Endurance training leads to functional improvements in hepatic mitochondria, which may play a critical role in oxidizing not only lactate but also fat to provide ATP and substrates to fuel the TCA cycle and gluconeogenesis. On the contrary, in primary hepatocytes, accumulated intracellular lactate results in defective mitochondrial bioenergetics contributing to organ failure in a septic shock mouse model of lactic acidosis8. A recent study also reports that hepatocyte PPARGC1A expression is compromised in acetaminophen-induced acute liver injury accompanied by suppressed LDHB expression, mitochondrial lactate accumulation and protein lactylation, leading to mitochondrial dysfunction63. It is worth noting that liver ESRRA overexpression causes resistance to lactic acidosis and improves survival rate by enhancing hepatic lactate clearance, suggesting a protective role of ESRRA on mitochondrial dysfunction due to boosted mitochondrial respiratory capacity and lactate shuttling to recipient hepatocytes.
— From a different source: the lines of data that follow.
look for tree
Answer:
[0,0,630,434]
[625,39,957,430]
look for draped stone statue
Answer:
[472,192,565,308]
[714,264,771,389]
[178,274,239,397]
By OCR assay in hepatocytes, ESRRA overexpression results in an increase in mitochondrial oxidative activity indicating increased channeling of lactate/pyruvate to the TCA cycle for energy production, which is confirmed by the augmented mRNA expression of a cluster of genes involved in these mitochondrial pathways. It will be of interest to define the lactylation of hepatocellular mitochondrial proteins whose dysfunction might limit OXPHOS and aggravate liver metabolic disorder.
As lactate acts as a permissive factor, it is plausible that abnormal hepatocytes with comprised lactate oxidative capacity may contribute to accumulated lactate in injured liver microenvironments, facilitating cellular dysfunction of their neighboring cells such as HSCs, immune cells or cancer cells. Although we have technical difficulties in deciphering the specific contribution of hepatocellular-consumed lactate for different neighboring cell types during MASH progression, our findings from in vivo efficacy studies demonstrate that AAV-TBG-mediated hepatocyte-specific ESRRA overexpression exerts essential roles in alleviating the inflammatory and fibrogenic liver lesions. Chronic exercise also recapitulates the protective effects in age-related MASLD in part attributed by the restored ESRRA signaling. Of note, aberrant H3K18la is rectified in said liver tissues. H3K18la-marked genes such as Gdf15, Cdk1 and Il18bp can be impeded by ESRRA restoration, some of which are secreted factors and might provoke hepatic inflammatory and fibrotic lesions by communication with surrounding cells41,43. On the contrary, global knockout of ESRRA accelerates the development of diethylnitrosamine (DEN)-induced HCC because of hepatocyte necrosis and increased proinflammatory cytokines in Kupffer cells64. It is of great interest whether an increase in ESRRA activity in hepatocytes causes rapid depletion of local lactate in liver, which may in turn reshape the surrounding immune environment or TME.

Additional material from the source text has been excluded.